Joseph and the Amazing Technicolor Dreamcoat
Lyrics by Tim Rice, Music by Andrew Lloyd Webber
Nothing about this revival of the perennially popular Joseph is done by halves. The staging, the choreography and the performance of Sheridan Smith, who leads the two-hour-long evening from the front, are all big—to the point of excess.
This must all seem remarkable to a pair of gentlemen who enjoyed the first night experience over 50 years ago after, as schoolboys, they conceived the show that kickstarted their careers, as result of which one has become a Knight and the other a Lord.
Director Lawrence Connor has deliberately created a production that is big and brash, never afraid to use loud colours, bright lights and loud music that now often has a disco edge.
At the centre of almost all of the action is Sheridan Smith in the role of the Narrator. The triple threat may now be heavily tattooed but she still oozes charm, taking every opportunity to engage the audience with the kind of nudges and winks that might have been more familiar in music hall days.
She also keeps the story moving along, popping up in numerous roles but never forgetting her audience.
The plot hardly needs retelling, thanks to its biblical roots and 50 years of stage exposure. The tale of a young man who loses everything at the hands of his 11 heavily bearded brothers, is imprisoned in a foreign country, becomes a trusted adviser and dream interpreter to “the King” and is eventually reunited with those who took away his wealth and power in the first place is ideal for a musical.

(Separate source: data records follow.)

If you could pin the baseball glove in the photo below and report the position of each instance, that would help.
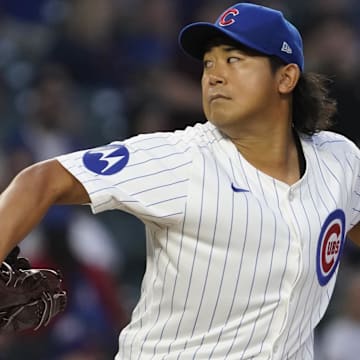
(29, 298)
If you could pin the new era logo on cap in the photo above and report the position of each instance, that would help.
(286, 48)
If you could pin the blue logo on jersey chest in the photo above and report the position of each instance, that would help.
(107, 160)
(330, 245)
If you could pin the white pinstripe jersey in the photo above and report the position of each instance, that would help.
(239, 264)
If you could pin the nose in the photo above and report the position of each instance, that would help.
(216, 78)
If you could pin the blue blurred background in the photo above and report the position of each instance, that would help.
(80, 73)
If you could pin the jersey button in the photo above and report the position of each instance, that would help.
(291, 195)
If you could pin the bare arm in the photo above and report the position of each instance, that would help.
(354, 234)
(28, 197)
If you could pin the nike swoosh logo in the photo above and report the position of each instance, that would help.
(236, 189)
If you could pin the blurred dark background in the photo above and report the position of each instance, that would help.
(80, 73)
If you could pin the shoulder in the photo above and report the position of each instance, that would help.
(335, 143)
(199, 135)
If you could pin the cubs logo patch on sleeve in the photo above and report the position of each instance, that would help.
(106, 160)
(330, 244)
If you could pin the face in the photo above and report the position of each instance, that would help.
(238, 87)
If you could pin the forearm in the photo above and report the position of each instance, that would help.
(22, 206)
(29, 196)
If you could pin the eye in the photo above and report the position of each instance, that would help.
(207, 64)
(233, 59)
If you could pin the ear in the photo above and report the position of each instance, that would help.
(288, 78)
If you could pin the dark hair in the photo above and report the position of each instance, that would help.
(313, 107)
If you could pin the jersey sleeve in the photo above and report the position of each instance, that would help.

The nominal, eponymous star is Jac Yarrow, who probably can’t believe his luck having been plucked from drama school to front a show at the London Palladium before he has even enjoyed a graduation ceremony.
From the moment that he launches into “Any Dream Will Do”, the young Welshman acquits himself capably as the priggish brother thrown to the metaphorical wolves, at one point bringing the house down with his strong singing. So strong indeed that, in keeping with everything else on opening night, the front row of the audience stood up as one, as if choreographed to get their fellows going.
While these two are the stars of the evening, former Joseph, Jason Donovan, enjoys his cameo as a pharaonic Elvis Presley, much to the delight of his legions of fans.
A large cast backs the leads with verve and unbounded energy. The superb choreography from Joann M Hunter is frequently spectacular, though not always in keeping with the show’s biblical roots. Indeed, some of the most memorable dance moments include a tap routine, a calypso, a cancan and even an Israeli barn dance.
Both the adults and an enthusiastic children’s chorus throw themselves wholeheartedly into every song and dance routine, clearly having a whale of a time.
In addition to the razzmatazz, there is a great deal of wit, particularly in some elements of Morgan Large’s design, most memorably a couple of bicycling camels. His costumes are also spectacular, particularly a dazzling coat of many colours that looks as if it has been heavily influenced by video gaming culture.
Very little about this revival is subtle but that is unlikely to worry fans, most of whom will have loved the songs from childhood and relish the spectacle and the performances in an over-the-top evening that seems well-designed for the London Palladium.